Disabling Logging settings in Access Gateway Advanced Options does NOT stop debug logging to files

  • 7015149
  • 06-Jun-2014
  • 06-Jun-2014


NetIQ Access Manager 3.2
NetIQ Access Manager 4.0
NetIQ Access Manager Access Gateway debug Advanced Options enabled


Administrator enabled Access GAteway debug options to troubleshoot an issue with NetIQ technical support. After grabbing the required info, the debug options were removed. Despite updating the server successfully, the debug log files on the Access Gateway continued to grow to the point where file system warnings started to appear as the server was low on disk space.

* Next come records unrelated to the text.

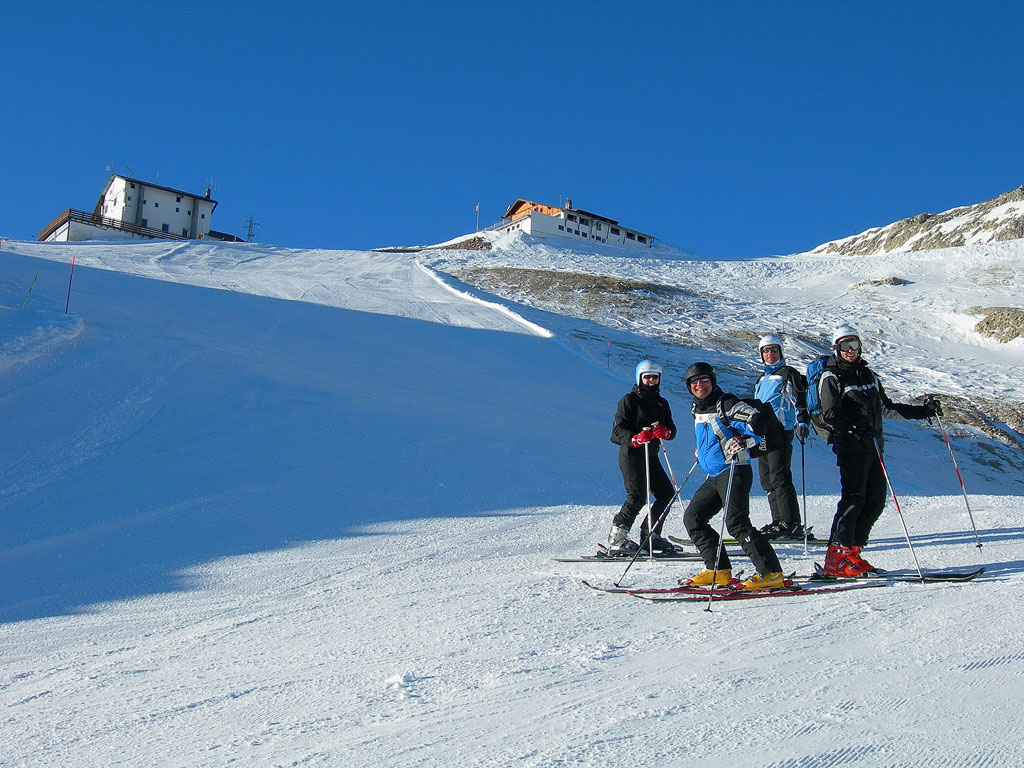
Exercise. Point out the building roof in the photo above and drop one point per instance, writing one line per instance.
(156, 186)
(521, 207)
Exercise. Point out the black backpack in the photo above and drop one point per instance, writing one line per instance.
(774, 436)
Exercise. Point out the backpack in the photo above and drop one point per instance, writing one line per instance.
(814, 371)
(774, 436)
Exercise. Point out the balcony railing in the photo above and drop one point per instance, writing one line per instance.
(89, 218)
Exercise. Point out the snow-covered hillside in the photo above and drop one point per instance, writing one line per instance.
(308, 517)
(991, 221)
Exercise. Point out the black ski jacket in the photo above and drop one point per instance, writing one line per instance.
(853, 403)
(643, 407)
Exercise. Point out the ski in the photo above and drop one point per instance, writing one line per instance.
(927, 577)
(654, 590)
(692, 595)
(732, 542)
(658, 557)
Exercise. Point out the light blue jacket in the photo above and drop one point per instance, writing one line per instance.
(782, 392)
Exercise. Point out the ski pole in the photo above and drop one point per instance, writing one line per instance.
(721, 535)
(803, 482)
(899, 513)
(958, 477)
(71, 276)
(646, 459)
(659, 519)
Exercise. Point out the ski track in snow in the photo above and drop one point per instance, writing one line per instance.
(435, 630)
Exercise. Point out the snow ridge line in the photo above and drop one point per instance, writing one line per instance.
(532, 327)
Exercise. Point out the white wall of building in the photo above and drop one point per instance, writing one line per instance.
(571, 224)
(166, 210)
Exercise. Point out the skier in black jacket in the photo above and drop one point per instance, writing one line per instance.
(853, 403)
(643, 418)
(726, 428)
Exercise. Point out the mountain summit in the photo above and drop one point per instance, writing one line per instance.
(996, 219)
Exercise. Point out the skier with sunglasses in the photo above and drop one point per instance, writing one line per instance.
(853, 403)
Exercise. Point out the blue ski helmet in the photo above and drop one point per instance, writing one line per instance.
(700, 369)
(646, 367)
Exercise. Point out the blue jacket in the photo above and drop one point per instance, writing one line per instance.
(785, 390)
(712, 432)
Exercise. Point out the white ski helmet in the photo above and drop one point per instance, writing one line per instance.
(646, 367)
(768, 341)
(844, 332)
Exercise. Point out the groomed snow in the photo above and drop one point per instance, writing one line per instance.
(308, 518)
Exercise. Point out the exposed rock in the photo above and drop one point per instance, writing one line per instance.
(994, 220)
(1000, 323)
(470, 244)
(883, 282)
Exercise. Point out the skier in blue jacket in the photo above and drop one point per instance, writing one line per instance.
(725, 428)
(784, 389)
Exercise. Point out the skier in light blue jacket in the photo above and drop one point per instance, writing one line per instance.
(784, 389)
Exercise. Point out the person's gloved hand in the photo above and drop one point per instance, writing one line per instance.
(732, 446)
(645, 435)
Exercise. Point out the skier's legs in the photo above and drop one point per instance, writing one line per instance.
(737, 521)
(705, 504)
(875, 501)
(853, 473)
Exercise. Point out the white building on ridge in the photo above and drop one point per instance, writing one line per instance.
(130, 208)
(545, 220)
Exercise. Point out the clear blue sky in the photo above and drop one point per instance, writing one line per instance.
(730, 129)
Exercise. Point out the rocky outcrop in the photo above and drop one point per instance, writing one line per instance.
(991, 221)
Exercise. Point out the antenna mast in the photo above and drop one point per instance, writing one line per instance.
(251, 227)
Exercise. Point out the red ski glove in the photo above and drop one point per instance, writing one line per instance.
(644, 436)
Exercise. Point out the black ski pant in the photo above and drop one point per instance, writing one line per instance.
(862, 499)
(708, 502)
(634, 471)
(776, 479)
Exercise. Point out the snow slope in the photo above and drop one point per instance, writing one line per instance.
(308, 519)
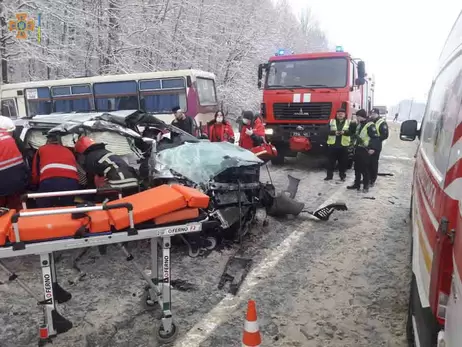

The problem could be duplicated internally using the following steps:

a) enable the following advanced options for the AG

LogLevel info
DumpHeaders on
DumpResponseHeaders on
DumpHeadersFacility local6
DumpResponseHeadersFacility local6
DumpSoapMessages on
DumpSoapMessagesFacility local5

b) verify that the soapmessages, httpheaders and error_log file are written
with debug level info

c) Change the settings to be the following:

LogLevel warn
#DumpHeaders on
#DumpResponseHeaders on
#DumpHeadersFacility local6
#DumpResponseHeadersFacility local6
#DumpSoapMessages on
#DumpSoapMessagesFacility local5

d) apply the update until AG status is success

e) browse to any protected resources on that AG and verify that the httpheaders
and soapmessages files are being written to still. The error_log file appears
to be writing the correct info and working fine.


Apply NAM 4.0 SP1.


Because of graceful restart change added to Apache in NAM 3.2 SP2, the dump headers flag were not 
reset after removing the advanced options. With the NAM 4.0 SP1 change, the code is removed from the
core httpd code and added into mod_novell_ag, which is reset correctly with updates.